Home » A data-driven approach to identify risk profiles and protective drugs in COVID-19

A data-driven approach to identify risk profiles and protective drugs in COVID-19

by ANI

Washington [US], December 11 (ANI): Advanced statistical analyses of demographic and clinical data from 576 COVID-19 patients, admitted to the Ente Ospedaliero Cantonale in Switzerland between March 1 and May 1 this year average age 72 years, suggest that renin-angiotensin-aldosterone system inhibitors (RAASi) increased survival in Covid-19 patients at elevated risk of in-hospital death due to factors such as age, kidney disease, and cardiovascular disease and support further investigation of RAASi for COVID-19 treatment.
As the COVID-19 pandemic is spreading around the world, increasing evidence highlights the role of cardiometabolic risk factors in determining the susceptibility to the disease.
The fragmented data collected during the initial emergency limited the possibility of investigating the effect of highly correlated covariates and of modeling the interplay between risk factors and medication.
The present study is based on comprehensive monitoring of 576 COVID-19 patients. Different statistical approaches were applied to gain a comprehensive insight in terms of both the identification of risk factors and the analysis of dependency structure among clinical and demographic characteristics.

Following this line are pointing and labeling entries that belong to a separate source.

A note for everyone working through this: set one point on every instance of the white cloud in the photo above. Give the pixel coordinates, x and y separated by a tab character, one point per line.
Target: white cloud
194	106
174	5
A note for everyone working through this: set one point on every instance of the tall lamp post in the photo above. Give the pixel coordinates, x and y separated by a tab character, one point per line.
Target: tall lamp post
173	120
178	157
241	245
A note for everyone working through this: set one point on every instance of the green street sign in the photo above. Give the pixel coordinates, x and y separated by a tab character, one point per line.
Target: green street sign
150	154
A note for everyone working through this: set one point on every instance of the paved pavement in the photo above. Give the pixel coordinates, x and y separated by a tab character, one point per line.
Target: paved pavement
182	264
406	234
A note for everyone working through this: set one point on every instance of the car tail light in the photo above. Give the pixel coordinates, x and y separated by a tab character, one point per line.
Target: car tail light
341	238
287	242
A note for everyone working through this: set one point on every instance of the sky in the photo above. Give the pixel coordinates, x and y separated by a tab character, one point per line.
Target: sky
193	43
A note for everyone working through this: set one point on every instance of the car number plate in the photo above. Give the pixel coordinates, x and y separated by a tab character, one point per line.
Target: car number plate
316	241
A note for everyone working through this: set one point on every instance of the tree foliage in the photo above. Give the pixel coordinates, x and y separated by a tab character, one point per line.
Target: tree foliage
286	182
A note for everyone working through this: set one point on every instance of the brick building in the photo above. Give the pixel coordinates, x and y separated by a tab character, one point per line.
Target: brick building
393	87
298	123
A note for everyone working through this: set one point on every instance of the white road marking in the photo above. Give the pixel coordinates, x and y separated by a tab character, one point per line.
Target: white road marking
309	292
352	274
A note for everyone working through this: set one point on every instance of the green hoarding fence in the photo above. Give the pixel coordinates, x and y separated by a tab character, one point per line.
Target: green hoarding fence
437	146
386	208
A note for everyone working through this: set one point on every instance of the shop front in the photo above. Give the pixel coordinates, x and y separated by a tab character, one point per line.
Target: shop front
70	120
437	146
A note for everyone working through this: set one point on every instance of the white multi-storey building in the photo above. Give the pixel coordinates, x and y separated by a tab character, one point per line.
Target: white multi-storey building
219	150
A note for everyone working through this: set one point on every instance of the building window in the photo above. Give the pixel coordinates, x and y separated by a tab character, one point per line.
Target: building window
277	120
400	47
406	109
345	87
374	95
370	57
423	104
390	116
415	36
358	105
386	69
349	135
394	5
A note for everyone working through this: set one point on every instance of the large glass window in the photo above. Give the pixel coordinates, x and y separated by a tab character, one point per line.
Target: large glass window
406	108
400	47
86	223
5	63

The study “A data-driven approach to identify risk profiles and protective drugs in COVID-19,” was published in Proceedings of the National Academy of Sciences of the United States of America, a peer-reviewed multidisciplinary scientific journal.
The severe acute respiratory syndrome coronavirus 2 (SARS-CoV-2) virus enters host cells by binding to the angiotensin-converting enzyme 2 (ACE2), but whether or not renin-angiotensin-aldosterone system inhibitors (RAASi) would be beneficial to Covid-19 cases remains controversial.

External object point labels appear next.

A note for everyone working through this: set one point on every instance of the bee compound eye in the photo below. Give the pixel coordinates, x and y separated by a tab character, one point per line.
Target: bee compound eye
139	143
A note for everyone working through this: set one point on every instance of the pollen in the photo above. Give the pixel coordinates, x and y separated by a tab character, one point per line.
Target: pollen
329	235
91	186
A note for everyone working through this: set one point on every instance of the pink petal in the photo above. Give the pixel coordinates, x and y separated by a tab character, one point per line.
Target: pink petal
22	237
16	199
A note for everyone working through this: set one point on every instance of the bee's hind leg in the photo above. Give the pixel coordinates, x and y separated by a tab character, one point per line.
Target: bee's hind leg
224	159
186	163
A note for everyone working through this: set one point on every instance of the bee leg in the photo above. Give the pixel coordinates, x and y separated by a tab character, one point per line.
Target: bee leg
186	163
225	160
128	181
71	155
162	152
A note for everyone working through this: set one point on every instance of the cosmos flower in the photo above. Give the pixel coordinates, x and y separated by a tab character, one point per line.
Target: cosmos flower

The survival tree approach was applied to define a multilayer risk stratification and better profile patient survival with respect to drug regimens, showing a significant protective effect of RAASi with a reduced risk of in-hospital death. Bayesian networks were estimated, to uncover complex interrelationships and confounding effects.
The results confirmed the role of RAASi in reducing the risk of death in Covid-19 patients. De novo treatment with RAASi in patients hospitalized with COVID-19 should be prospectively investigated in a randomized controlled trial to ascertain the extent of risk reduction for in-hospital death in COVID-19.
The need of discovering rapidly new findings on COVID-19 medications has been rushing publication, whereas the type of data collected in emergency needed a further degree of caution in data management and analysis with respect to the usual observational designed studies.
Hence, in the recent literature, standard statistical approaches often failed to provide reliable and reproducible results and to control for the highly correlated structure among covariates, while accounting for potential confounders in risk prediction.
Covid-19 is characterized by highly variable clinical manifestations and severity, ranging from asymptomatic to multiorgan failure. Older age and cardiovascular comorbidities are among the most important risk factors influencing the virus-host interaction and the clinical outcome of severe acute respiratory syndrome coronavirus 2 (SARS-CoV-2) infection.
Understanding the relationship between cardiovascular disease (CVD), therapy, and COVID-19 outcomes is important to guide clinical and public health interventions. Several treatment approaches, also in light of previous comorbidities, have been adopted to reduce Covid-19 mortality in hospitalized patients.
Among other medications, renin-angiotensin-aldosterone system inhibitors (RAASi) have been a major object of interest. There are two major arms of RAAS; one arm, the Angiotensin II (Ang II) type 1 receptor (AT1R) pathway, is proinflammatory and can cause acute lung injury. The other arm, the angiotensin-converting enzyme 2 (ACE2)-Ang-(1-7)-Mas receptor (MasR) pathway is anti-inflammatory because ACE2 metabolizes Ang II, thus reducing its levels and converting it to the anti-inflammatory peptide, Ang-(1-7).
ACE2 is the receptor for coronaviruses, including SARS-CoV-2. When SARS-CoV-2 binds to ACE2, the enzyme is no longer functional, and therefore the proinflammatory Ang II-AT1R is no longer blocked by the ACE2-Ang-(1-7)-MasR pathway; this imbalance can cause acute lung injury. RAASi have been hypothesized to influence the clinical course of COVID-19 because of the role of ACE2 as a functional receptor for the virus entrance into the cells.
Initially, some authors raised concerns regarding the potential harm of RAASi in COVID-19, but these were not confirmed, and, more recently, a potential protective role was postulated, but until now not unequivocally proven.